Cheep looked at me and nodded.
“Why?” I asked him.
He sighed and looked out to sea.
“The tsunami wiped me out. My bars, and I had a small restaurant. Gone. Nothing left. Mike let me run the resort but, man, we did the same trips and he owns half of Phuket and I’m wondering how to make my next car payment.”
“He put you in charge of the resort. He paid you to look after it. You weren’t hurting.”
“Nothing Chance. Nothing. That’s what I had. Mike and I, we did more than half of those trips together. We got busted on any of them and I was looking at five to ten. I’m fucking sixty and not a baht to my name. I never intended for Mike or you to get hurt.”
Chai banged the chain against the hull of the boat. A look at his face confirmed his anger. Cheep looked at the floor of the boat, shame written across his face.
I blew out hard. I’d shared a lot of drinks with Cheep, a lot of years. The snapshots rolled in my head. In most of them we were laughing.
“How do you want it? Front or back?”
Behind Cheep, the sun plinked below the horizon, the sky ablaze with orange and scarlet, blood red.
Cheep slowly stood and sat in the left rear corner of the boat, looking out back at the beach we’d come from.
“My family…”
“We’ll take care of them. Make sure they have enough to live and for Nong Wan to go to school. We always would take care of that, Cheep. You know that.”
“Yeah I do, Chance. I’m sorry. Sorry for everything. Sorry for Lilly.”
“Me too, Cheep.” I pulled the trigger. The silenced pistol spat, the sound lost in the slap of water against the hull. Cheep slumped forward, hanging over the bulwark of the boat. I tossed the gun in over the stern, the cool sea breeze drying the tracks of my tears.

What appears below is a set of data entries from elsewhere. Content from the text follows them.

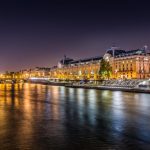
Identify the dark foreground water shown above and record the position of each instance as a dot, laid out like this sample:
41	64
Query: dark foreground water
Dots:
40	117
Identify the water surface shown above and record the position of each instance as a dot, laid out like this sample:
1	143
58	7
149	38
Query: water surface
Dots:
42	117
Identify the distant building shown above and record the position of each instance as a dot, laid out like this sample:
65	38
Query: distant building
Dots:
133	64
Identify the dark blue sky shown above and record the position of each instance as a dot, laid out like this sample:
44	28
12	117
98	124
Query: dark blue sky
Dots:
39	33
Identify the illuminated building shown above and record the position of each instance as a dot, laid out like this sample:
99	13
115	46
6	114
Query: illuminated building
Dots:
133	64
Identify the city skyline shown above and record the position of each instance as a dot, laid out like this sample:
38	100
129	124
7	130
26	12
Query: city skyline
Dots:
39	33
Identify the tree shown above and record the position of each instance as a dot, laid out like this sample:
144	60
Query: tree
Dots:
105	69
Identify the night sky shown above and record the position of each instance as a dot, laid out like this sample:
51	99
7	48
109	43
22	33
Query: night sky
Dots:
39	33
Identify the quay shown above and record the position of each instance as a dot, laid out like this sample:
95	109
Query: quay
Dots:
134	86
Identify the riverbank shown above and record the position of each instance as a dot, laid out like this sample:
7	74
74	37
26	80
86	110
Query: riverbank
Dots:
124	89
97	87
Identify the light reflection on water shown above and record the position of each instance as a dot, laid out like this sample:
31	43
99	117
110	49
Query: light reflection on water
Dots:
39	117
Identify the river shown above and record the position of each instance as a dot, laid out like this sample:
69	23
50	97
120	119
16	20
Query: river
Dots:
43	117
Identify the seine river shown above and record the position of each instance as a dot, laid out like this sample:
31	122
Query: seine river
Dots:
43	117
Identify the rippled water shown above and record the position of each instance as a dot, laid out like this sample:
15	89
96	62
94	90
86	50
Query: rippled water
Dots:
42	117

We put Cheep and Leon in the laundry basket and weighted it with the chain and both anchors. I helped Chai lift and tip it over the edge of the boat. I watched as the white canvas laundry basket disappeared from view, sinking fast, bubbles rising and then just the sea.
Chai started the engines and turned us around. He drove boats like he drove cars. I sat in the stern as we powered our way back to the pier and the Range Rover. We had seats booked on the 10:10 pm. Bangkok Airways flight out of Phuket back to Bangkok. If we hurried we could still make it.
I tried and failed to push the image of Cheep’s daughter’s eyes out of my mind. She stood at the front of a growing queue, all demanding the attention she was getting. The rhythmic thumping of the hull beat in tune to the glare of her eyes burning in my mind.
***
Beckham was waiting for us in the arrivals area of the domestic terminal at Suvarnabhumi, Suwanna-poom to you, Farang, Airport in Bangkok. I was tired. My feet felt like lead as we walked to the car park. Beckham handed a packet to Chai. Chai took a look the contents and passed them to me. We were walking across the footbridge on Level three, to the car park. It was just past midnight.
Inside the A4 manila envelope, the money, passports and tickets I’d given to Uni girl and Daeng. Chai paused, fell in step with me. Leaning close.
“We couldn’t take the risk. Sorry to disobey you, but we decided to act this way in your interest. Sooner or later, they’d have told someone or got busted and spilled their guts. It was painless. They went in their sleep,” his voice, matter of fact.